Curious: Unisex Names

I have a niece named Hunter , her sister is named Tierny. I also have a nephew (cousin to Hunter and Tierny) named Birkley, but I could see it as a girl’s name too.

My name, Carmen, is considered a unisex name. I teach with a woman whose name is Carroll. We have a girl on our team whose name is Brett and another young lady with the name Sydney. We had a boy at our school a few years back named Ariel.

I may start a “WTF” name thread, since most of my students have unique names.

Has anyone mentioned Glenn?

Sydney IS a girl’s name. Sidney is the male version.

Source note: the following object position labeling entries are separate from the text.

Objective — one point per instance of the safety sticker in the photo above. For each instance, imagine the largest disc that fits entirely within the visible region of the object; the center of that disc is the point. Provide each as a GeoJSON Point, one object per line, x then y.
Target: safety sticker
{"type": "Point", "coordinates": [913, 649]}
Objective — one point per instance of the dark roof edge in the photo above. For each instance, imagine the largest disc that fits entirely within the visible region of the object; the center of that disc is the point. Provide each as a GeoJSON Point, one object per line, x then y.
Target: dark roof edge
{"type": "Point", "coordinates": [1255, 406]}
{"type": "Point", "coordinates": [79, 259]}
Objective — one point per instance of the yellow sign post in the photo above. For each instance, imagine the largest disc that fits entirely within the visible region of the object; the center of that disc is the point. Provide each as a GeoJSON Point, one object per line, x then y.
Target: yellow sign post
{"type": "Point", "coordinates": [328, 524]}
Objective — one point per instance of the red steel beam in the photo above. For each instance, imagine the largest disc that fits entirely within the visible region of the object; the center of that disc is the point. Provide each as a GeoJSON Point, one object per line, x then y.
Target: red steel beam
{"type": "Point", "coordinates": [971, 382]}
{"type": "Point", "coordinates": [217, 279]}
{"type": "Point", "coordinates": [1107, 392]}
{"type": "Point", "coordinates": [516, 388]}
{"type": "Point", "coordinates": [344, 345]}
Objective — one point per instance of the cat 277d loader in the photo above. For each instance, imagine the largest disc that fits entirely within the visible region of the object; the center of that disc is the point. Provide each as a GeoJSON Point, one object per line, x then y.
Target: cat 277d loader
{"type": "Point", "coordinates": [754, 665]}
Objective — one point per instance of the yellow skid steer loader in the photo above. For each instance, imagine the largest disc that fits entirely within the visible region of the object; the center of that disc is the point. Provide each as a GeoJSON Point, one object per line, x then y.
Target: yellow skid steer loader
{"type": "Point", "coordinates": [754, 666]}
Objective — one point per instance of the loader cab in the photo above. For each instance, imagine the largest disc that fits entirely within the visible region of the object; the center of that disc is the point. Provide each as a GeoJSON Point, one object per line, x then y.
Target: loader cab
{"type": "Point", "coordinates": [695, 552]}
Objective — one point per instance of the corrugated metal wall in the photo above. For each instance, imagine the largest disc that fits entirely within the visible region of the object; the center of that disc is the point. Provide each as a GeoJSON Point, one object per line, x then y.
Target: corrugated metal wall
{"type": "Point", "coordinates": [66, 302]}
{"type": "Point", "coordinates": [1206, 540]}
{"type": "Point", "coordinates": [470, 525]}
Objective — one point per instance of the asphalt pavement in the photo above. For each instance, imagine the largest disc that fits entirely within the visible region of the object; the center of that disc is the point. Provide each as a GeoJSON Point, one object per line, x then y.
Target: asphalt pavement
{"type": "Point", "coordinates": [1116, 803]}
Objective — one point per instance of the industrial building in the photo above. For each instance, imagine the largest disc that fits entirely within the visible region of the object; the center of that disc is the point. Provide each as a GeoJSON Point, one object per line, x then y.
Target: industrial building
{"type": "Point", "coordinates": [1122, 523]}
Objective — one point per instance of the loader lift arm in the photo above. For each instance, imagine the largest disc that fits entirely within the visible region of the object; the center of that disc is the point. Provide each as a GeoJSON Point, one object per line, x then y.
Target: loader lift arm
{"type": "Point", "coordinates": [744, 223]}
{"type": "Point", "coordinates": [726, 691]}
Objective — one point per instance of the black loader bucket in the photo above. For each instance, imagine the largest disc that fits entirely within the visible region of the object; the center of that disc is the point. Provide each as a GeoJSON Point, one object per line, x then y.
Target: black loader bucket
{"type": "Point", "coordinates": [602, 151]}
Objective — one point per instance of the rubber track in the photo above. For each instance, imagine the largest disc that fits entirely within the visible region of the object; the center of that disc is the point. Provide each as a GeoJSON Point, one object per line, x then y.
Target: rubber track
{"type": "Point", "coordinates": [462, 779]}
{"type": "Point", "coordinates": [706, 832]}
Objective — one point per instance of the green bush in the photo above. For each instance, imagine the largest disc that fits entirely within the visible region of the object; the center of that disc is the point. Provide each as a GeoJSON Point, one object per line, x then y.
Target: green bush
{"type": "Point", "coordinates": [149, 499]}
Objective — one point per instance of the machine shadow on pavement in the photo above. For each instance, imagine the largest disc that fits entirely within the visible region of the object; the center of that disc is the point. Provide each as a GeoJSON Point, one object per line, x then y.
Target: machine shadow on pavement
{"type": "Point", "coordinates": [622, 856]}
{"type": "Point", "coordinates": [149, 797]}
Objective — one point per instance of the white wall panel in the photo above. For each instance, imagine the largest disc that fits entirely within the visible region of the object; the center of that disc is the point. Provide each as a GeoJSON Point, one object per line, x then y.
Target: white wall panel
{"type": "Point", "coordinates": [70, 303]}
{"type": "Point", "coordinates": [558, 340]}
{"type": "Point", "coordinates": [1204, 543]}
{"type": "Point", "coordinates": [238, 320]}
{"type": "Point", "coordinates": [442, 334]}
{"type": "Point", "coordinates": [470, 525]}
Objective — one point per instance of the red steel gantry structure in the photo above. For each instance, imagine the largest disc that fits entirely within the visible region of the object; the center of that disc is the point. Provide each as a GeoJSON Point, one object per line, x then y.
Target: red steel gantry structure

See Sidney Poitier, and his daughter Sydney.

Likewise, Sydney, NSW was named after a woman (which is how I remember which gender gets which spelling).

And then there was Marion Berry, onetime mayor of DC, and now a congressman from Arkansas (unless it’s another Marion Berry which I doubt).

Let’s see irishgirl, we could be generous and say that a lot of people have a hard time hearing the difference between Sean, ‘John’ in Irish/Scots, and Siän, ‘Jane’ in Welsh, which leads to little girl babies being given the ‘wrong’ name … but I’m not convinced :wink:

[hijack]
I get the impression that names in the Americas are just used/adapted a lot more freely than in Europe. Potentially through the whole ‘melting pot’ thing. In Latin America I’ve met a lass called ‘Kennie’ - her Dad’s best friend was a Ken; another called Alegna, her mother’s name was Angela; a Yusuf Lopez whose catholic parents just liked the name and Sao Paolo abounds with Japanese/Portuguese combinations. [/hijack]

Marion Berry is white, was born in 1942, and represents Arkansas’s First Congressional District.

The black man who served as mayor of Washington was born in 1936, and his name is Marion Barry.